The beautiful girl asks me if I’m alone and I say I am. As she leads me to the restaurant, I ask her if there are any Americans in the restaurant.
She stops, thinking I might be trying to meet somebody: "No, not here," she says.
"Oh thank god," I say, shaking with relief.
I eat alone, with a book and my phrase book. I order dumplings and meat steamed in bread. I got sick this morning so I eat every bit of ginger in the tiny bowl.
I’m not free -- I’m in the hotel. It’s beautiful; my bathroom has a bidet. I’m not free, but I have solitude now, thank god, thank god, just an hour away from the group. Away from the loud strangers.

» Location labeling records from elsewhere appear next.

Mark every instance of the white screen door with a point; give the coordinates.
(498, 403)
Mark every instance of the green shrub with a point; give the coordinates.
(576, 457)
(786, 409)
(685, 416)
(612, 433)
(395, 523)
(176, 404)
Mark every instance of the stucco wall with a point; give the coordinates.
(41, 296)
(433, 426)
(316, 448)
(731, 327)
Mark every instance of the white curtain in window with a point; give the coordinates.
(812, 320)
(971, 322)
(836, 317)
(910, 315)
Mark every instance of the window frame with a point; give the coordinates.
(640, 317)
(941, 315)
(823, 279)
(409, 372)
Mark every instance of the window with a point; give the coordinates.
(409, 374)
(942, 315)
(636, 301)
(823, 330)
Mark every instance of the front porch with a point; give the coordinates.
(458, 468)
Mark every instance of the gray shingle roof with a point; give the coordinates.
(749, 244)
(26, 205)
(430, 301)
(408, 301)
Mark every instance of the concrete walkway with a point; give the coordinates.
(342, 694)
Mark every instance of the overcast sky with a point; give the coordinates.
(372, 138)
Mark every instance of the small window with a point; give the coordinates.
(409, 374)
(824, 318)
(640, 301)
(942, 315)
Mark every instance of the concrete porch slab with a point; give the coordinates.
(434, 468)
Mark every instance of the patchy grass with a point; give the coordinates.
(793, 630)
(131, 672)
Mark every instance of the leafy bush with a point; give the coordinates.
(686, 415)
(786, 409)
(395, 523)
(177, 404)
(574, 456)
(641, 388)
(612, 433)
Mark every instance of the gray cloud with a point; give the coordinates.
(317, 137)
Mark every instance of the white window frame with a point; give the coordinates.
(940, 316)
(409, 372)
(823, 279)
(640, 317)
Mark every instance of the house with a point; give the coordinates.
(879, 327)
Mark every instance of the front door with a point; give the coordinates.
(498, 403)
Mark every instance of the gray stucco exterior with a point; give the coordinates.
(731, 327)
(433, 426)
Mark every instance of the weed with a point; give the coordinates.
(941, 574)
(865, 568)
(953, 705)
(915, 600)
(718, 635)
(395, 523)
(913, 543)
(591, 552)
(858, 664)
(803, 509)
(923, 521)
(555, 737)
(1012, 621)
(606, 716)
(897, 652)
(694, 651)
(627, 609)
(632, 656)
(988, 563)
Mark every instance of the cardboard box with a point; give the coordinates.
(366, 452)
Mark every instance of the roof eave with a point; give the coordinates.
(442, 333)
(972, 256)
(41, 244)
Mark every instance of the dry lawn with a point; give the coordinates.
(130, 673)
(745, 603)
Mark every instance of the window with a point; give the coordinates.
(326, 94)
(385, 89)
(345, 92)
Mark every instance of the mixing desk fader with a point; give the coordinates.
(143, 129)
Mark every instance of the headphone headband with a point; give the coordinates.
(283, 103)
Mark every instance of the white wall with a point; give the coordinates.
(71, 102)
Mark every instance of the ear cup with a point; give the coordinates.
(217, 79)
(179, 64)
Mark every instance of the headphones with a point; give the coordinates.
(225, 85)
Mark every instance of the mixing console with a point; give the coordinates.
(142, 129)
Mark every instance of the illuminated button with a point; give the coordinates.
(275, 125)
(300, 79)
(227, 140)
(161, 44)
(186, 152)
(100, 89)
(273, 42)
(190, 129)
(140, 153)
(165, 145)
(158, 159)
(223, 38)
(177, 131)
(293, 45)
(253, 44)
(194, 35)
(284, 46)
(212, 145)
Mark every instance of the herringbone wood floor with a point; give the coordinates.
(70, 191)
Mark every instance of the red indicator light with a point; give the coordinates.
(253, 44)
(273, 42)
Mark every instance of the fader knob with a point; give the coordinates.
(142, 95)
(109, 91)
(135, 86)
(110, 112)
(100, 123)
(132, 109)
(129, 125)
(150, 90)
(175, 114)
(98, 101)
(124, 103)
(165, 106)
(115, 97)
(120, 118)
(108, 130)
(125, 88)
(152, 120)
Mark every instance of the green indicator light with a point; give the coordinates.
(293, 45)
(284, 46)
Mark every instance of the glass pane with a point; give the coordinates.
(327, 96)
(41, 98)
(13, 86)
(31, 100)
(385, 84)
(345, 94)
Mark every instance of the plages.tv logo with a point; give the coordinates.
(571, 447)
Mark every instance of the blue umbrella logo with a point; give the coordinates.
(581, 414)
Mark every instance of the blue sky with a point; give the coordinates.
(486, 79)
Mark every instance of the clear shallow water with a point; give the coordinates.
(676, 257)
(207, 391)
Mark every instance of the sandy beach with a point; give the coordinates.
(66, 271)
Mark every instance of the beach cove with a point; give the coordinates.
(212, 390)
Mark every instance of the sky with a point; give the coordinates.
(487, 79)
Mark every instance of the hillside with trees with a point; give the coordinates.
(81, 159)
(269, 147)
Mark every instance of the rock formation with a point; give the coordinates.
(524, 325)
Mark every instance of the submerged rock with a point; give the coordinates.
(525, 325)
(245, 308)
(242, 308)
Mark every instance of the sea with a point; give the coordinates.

I wonder if there is any way possible on this trip to experience the tiniest part of China. On. My. Own.

Beijing to Shanghai

The city is choked by smog.
I’ve not seen anything like it, not even in Mexcico City, or perhaps they’re tied. Our days are filled with live infomercials and gray skies. Our nights are filled by a 5-star hotel and the hotel lobby bar.
We walk.
From Tian’nmen Gate, we walk through an underground cross street and my eyes surprisingly, but not really, fill with dark gray water. I realize I miss Russia, I miss Moscow, I want to say "Spasiba," when I really should be saying "Shi Shi."
I realize that I look at a tall Chinese soldier and feel instead the quickening pulse that comes from walking by any Russian man.
I love the huge portrait of Chairman Mao; I love the big public square; I love Tom, our guide, who is a little bit communist, a little bit brainwashed like we all are by our governments, a little bit wise, a little bit shocked when two of us decide to opt out of the non-negotiable "optional" tour and strike out alone.
I feel so constrained, so trapped. I got lost today in the Forbidden City. I am the only person on our bus without a buddy, without a partner; I’m alone as I always am, and so when I stopped to squat in a public toilet, I got left behind.
When I left the bathroom and couldn’t find the group, I had an exhilerating few minutes of joy. I was free! I was outside of the box. The square inside the Forbidden City opened up to me. I saw an old Chinese man scream at his old and still smiling Chinese wife. How could she keep that amused smile on her face as she was being yelled at in public, I wondered? I saw young, god how young, soldiers marching. I was free, I thought. Free from the oppressive schedule, the merchants, every last one of them who accept my shitty US dollars. free from Tom overlooking us like a mother hen, free from the petroleum-guzzling bus, free from Lin with her camera, free from the complaining, irritating, loud, obnoxious Americans .... so free ...
And that’s when I realized that if I didn’t find my tour group pretty quickly, I was going to be totally fucked.
**************
I eat dumplings and duck. I don’t stray too far from the group, because they want to keep us in check, in a line, a number on a bus, I get it.
I buy surprisingly cheap souveniers. I tell a woman selling 7 purses for $10 that she is underselling herself. She can sell them for $5 apiece. Maybe she will come August when the Olympics are here.
Dear god, what are these people going to do when the Olympics are here? How will they explain the everlasting gray sky and factory pollution? Why would they even show anyone around town or even allow people to talk to foreigners when the story is the same as it is all over the world -- we are all controlled.
I drink tea. I am with people and this is not always a bad thing. Maybe I only breathe a little bit after the climb up the Great Wall. Maybe I pretend to sleep on the tour bus so I can think. Maybe my hands hurt right now and my contacts are falling out and I’m catching an early flight to Shanghai and I can’t really see the screen.
It’s still better than what’s going on at home.